Friday, June 20, 2014

Tench Tilghman's Historic Swords

With just over six months to go before the Old Senate Chamber reopens, many pieces in the state collection are undergoing conservation to ensure that everything will be ready and looking its best for years to come. Some people may not realize that this group of valuable relics consists not only of paintings, but also artifacts, like the very sword worn by Tench Tilghman in Charles Willson Peale's Washington, Lafayette, & Tilghman at Yorktown! Tench Tilghman’s swords, gifted to the state in 1997, have become some of our most treasured pieces, representative of one famous Marylander’s role in the Revolutionary cause.

Long officer's sword, owned by Tench Tilghman and seen in Peale's Washington, Lafayette, & Tilghman at Yorktown. Maryland State Archives, MSA SC 4873.
Short sword, supposedly passed down to Tilghman by his great-great grandfather. Maryland State Archives, MSA SC 4873.

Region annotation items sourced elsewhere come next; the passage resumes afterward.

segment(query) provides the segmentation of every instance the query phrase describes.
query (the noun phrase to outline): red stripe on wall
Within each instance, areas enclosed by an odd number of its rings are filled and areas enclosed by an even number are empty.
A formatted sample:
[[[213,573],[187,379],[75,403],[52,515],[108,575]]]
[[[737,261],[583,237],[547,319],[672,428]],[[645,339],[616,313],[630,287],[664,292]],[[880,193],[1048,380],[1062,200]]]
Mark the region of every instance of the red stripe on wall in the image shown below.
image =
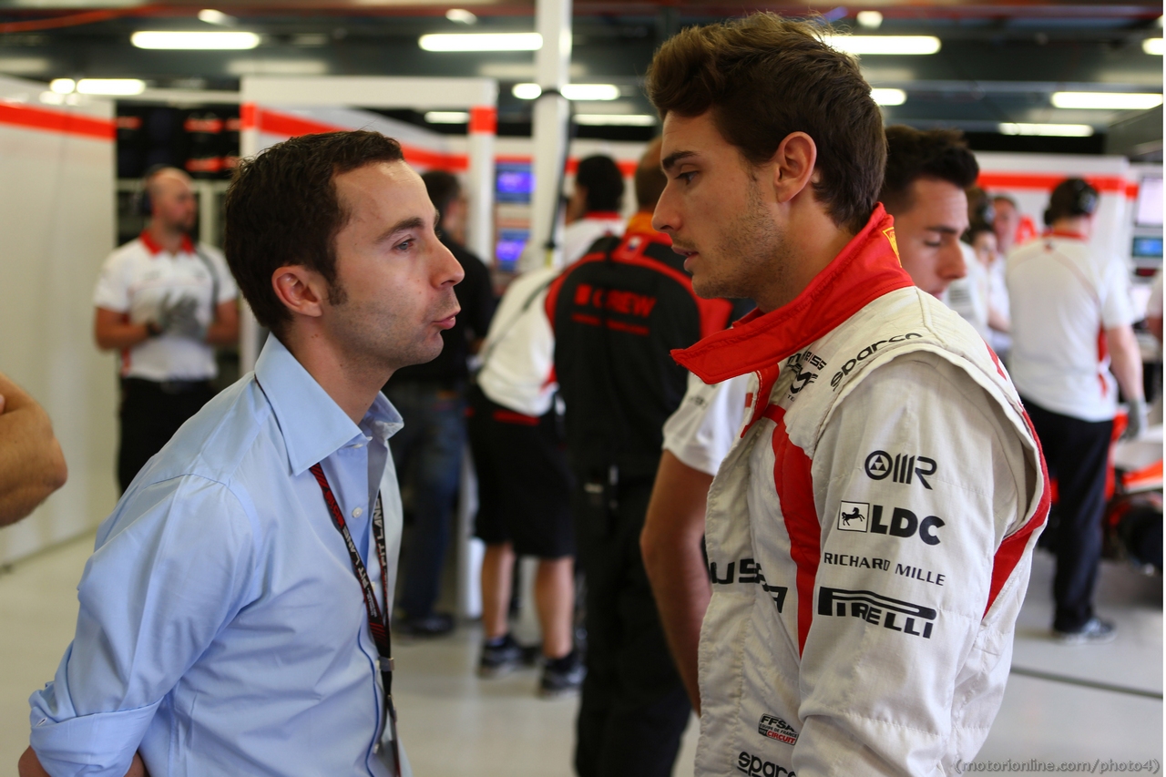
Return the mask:
[[[976,183],[983,189],[1039,189],[1052,191],[1067,176],[1063,173],[992,173],[979,174]],[[1138,184],[1117,175],[1083,176],[1097,191],[1137,196]],[[1132,189],[1132,194],[1131,194]]]
[[[0,103],[0,124],[42,132],[59,132],[92,140],[110,140],[117,136],[113,119],[94,119],[69,111],[54,111],[38,105]]]

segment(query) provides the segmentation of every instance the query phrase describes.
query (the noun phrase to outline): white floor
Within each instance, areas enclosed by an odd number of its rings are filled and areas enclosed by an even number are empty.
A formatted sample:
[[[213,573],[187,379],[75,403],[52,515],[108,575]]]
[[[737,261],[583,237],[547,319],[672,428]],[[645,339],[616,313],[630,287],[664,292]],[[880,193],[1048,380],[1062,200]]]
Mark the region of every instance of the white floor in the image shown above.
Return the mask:
[[[26,699],[52,678],[72,636],[75,587],[91,547],[86,537],[0,574],[0,775],[15,772],[28,742]],[[1105,564],[1097,601],[1117,622],[1118,639],[1063,648],[1046,636],[1051,575],[1052,560],[1039,553],[1017,626],[1013,676],[979,760],[1088,761],[1096,774],[1110,760],[1160,763],[1161,579]],[[520,634],[531,629],[519,626]],[[466,625],[444,639],[398,640],[395,695],[417,777],[571,775],[577,701],[535,698],[534,670],[477,679],[479,639],[477,626]],[[693,774],[695,743],[694,720],[677,777]]]

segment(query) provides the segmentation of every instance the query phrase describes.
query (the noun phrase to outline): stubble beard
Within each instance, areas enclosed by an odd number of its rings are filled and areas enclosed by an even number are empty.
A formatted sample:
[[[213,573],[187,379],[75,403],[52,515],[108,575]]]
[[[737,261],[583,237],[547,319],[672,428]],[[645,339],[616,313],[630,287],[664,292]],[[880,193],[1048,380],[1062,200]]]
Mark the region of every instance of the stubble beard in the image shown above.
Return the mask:
[[[718,272],[693,279],[705,299],[756,300],[763,289],[785,284],[789,246],[765,205],[756,180],[751,180],[745,209],[722,233],[715,264]]]

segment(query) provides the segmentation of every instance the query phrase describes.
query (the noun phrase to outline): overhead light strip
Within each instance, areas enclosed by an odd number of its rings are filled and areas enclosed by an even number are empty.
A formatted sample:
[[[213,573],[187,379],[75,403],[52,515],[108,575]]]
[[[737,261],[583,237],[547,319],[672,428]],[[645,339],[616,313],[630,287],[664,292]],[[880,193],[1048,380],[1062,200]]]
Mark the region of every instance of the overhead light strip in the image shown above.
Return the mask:
[[[1088,124],[1000,124],[1002,135],[1039,135],[1041,138],[1089,138],[1094,128]]]
[[[926,55],[935,54],[943,46],[934,35],[827,35],[830,48],[866,55]]]
[[[1087,111],[1145,111],[1163,104],[1152,92],[1053,92],[1053,107]]]
[[[426,51],[538,51],[538,33],[441,33],[422,35],[417,44]]]
[[[902,105],[907,102],[907,92],[901,89],[872,89],[871,98],[878,105]]]
[[[651,127],[656,121],[647,113],[576,113],[574,119],[589,127]]]
[[[241,32],[141,30],[131,35],[129,42],[139,49],[223,51],[253,49],[259,46],[259,36],[254,33]]]
[[[535,100],[542,96],[542,88],[538,84],[514,84],[511,93],[520,100]],[[619,86],[614,84],[567,84],[563,86],[563,97],[569,100],[614,100],[619,99]]]

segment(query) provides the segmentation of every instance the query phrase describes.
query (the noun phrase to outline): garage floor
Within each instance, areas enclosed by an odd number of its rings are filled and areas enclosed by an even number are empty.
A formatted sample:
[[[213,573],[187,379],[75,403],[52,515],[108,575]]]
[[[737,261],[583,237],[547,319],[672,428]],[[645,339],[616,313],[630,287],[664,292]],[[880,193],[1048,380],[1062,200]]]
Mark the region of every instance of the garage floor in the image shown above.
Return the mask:
[[[72,637],[76,583],[92,536],[0,574],[0,774],[28,742],[29,693],[52,678]],[[1117,622],[1109,645],[1065,648],[1047,638],[1052,558],[1033,564],[1017,625],[1013,674],[981,761],[1163,760],[1163,583],[1105,564],[1098,609]],[[520,636],[533,637],[524,620]],[[394,691],[401,736],[417,777],[567,777],[576,699],[535,698],[538,674],[473,676],[476,624],[427,642],[398,639]],[[696,721],[675,774],[693,774]],[[1003,764],[1007,766],[1007,764]]]

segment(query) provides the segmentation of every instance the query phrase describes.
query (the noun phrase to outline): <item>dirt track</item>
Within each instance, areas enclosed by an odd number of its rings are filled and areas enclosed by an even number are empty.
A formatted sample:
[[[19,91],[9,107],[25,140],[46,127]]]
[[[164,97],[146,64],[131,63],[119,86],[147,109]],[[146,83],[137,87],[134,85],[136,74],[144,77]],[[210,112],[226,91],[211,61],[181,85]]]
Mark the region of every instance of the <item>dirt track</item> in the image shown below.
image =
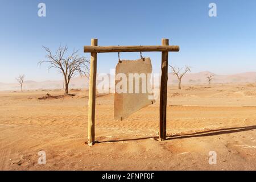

The eldest son of a prominent (and mostly Loyalist) Maryland family, Tench Tilghman’s passion for the Patriot cause inspired him to become the first in his family to ally with the Continental Army. In 1776, he joined Washington’s staff as an aide-de-camp and secretary, serving without pay until 1781. Tilghman secured a spot in history at Yorktown when he was granted the honor of delivering the papers detailing General Cornwallis’ surrender to Congress.

When Tilghman died five years later in 1786 at the age of 41, Washington expressed his grief in a letter to Tilghman’s father. The former Commander-in-Chief wrote, “None could have felt his death with more regret than I did, because no one entertained a higher opinion of his worth or had imbibed sentiments of greater friendship for him than I had done….amidst all your grief, there is this consolation to be drawn, that while living, no man could be more esteemed—and since dead, none more lamented than Colo. Tilghman.”[1]

Both of Tilghman’s swords are unquestionably some of the most valuable objects in the state collection, in part because of the individual stories that they tell. The long sword, pictured above, is perhaps the most famous of the two as the one featured in Peale’s painting. Because of this portrait, this sword can definitively be identified as Tilghman’s officer's sword that he carried with him as George Washington’s aide-de-camp throughout the Revolutionary War.

The second sword, however, also carries with it a fascinating history. The older short sword was, according to family legend, passed down to Tench Tilghman from his great-great grandfather, Michael Turbutt. The point of this sword is chipped off, and there remains evidence on the blade that shows that the sword had definitely been used in battle!

Deatil of Tilghman's sword in Peale's Washington, Lafayette, & Tilghman at Yorktown, MSA SC 1545-1120. This painting is currently under conservation and will return to the State House in December 2014, as part of the Old Senate Chamber restoration.

In December 1997, Mrs. Judith Goldsborough Oates, a direct descendent of Tench Tilghman, left the state of Maryland the two swords in her will, with the wish that they would always be displayed near Peale’s Washington, Lafayette, & Tilghman. In accordance with her wishes, the state was honored to accept the bequeathment, and has kept them in the collection ever since, and displayed them in the Old Senate Chamber until the closing of the room for construction.

Currently, Tilghman’s swords are being conserved as part of the Old Senate Chamber restoration, and will return to the State House in December of this year. We are especially pleased to say that they will continue to be displayed alongside Peale’s famous portrait, for visitors to better compare Peale’s depiction to the actual weapon. Be sure to pay your respects to these historic swords when the Old Senate Chamber reopens!

[1] George Washington to James Tilghman, 5 June 1786. Founders Online, National Archives, Source: The Papers of George Washington, Confederation Series, vol. 4,2 April 1786 – 31 January 1787, ed. W. W. Abbot. Charlottesville: University Press of Virginia, 1995, pp. 96–99.